/CS-7648

Primary LanguagePython

Safe-and-Sample-efficient-Reinforcement-Learning-for-Clustered-Dynamic-Uncertain-Environments

(Please check the original paper code in https://github.com/hychen-naza/SSA-RL, this repo is a modified version for course project)

Table of Contents

Introduction

We provide code for evaluate the safety and sample-efficiency of our proposed RL framework.

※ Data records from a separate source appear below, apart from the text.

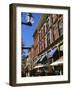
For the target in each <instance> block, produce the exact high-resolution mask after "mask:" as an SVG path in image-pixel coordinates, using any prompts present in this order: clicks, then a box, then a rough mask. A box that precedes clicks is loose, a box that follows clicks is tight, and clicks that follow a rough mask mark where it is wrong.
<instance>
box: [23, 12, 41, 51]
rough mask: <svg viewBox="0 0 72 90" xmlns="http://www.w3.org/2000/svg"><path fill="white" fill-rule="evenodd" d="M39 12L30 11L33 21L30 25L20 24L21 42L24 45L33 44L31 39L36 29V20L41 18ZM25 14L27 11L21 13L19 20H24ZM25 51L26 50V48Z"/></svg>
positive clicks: (37, 25) (26, 50)
mask: <svg viewBox="0 0 72 90" xmlns="http://www.w3.org/2000/svg"><path fill="white" fill-rule="evenodd" d="M41 15H42V14H40V13H32V16H33V19H34V23H33V24H32V26H28V25H24V24H21V34H22V35H21V36H22V42H23V43H24V47H31V46H32V45H33V44H34V40H33V34H34V32H35V30H36V27H37V26H38V22H39V20H40V18H41ZM26 16H27V13H25V12H22V13H21V22H26ZM26 52H27V50H26Z"/></svg>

For safety, we use Safe Set Algorithm (SSA).
For efficiency, there are more strategies you can choose:
1, Adapting SSA;
2, Exploration (PSN, RND, None);
3, Learning from SSA;

The safety and efficiency results of all models are shown below safety_result efficiency_result

We also provide visual tools. visulization

Install

conda create -n safe-rl
conda install python=3.7.9
pip install tensorflow
pip install keras
pip install matplotlib
pip install gym
pip install cvxopt

or

conda create -n safe-rl python=3.7.9 -y
conda activate safe-rl
pip install -r requirements.txt

Usage

# Train regular RL
python train.py --display {none, turtle} --explore {none, psn, rnd} --no-qp --mode rl
python train.py --display {none, turtle} --explore {none, psn, rnd} --qp --mode rl

# Train RL with safe controller
python train.py --display {none, turtle} --explore {none, psn, rnd} --no-qp --mode safe

# Human Intervention Training (First time)
python train.py --display turtle --explore none --no-qp --mode human

# Human Intervention Training (From Second time, Load buffer / If you want to continue your training) 
python train.py --display turtle --explore none --no-qp --mode human --isHumanBuffer True

# Run RL with human buffer
python train.py --display turtle --explore none --no-qp --mode rl --isHumanBuffer True
  • --display can be either none or turtle (visulization).
  • --explore specifies the exploration strategy that the robot uses.
  • --no-qp means that we use vanilla SSA.
  • --qp means that we use adapted SSA.
  • --mode means that we use which approach: rl/safe/human
  • --isHumanBuffer means that use saved human buffer or not.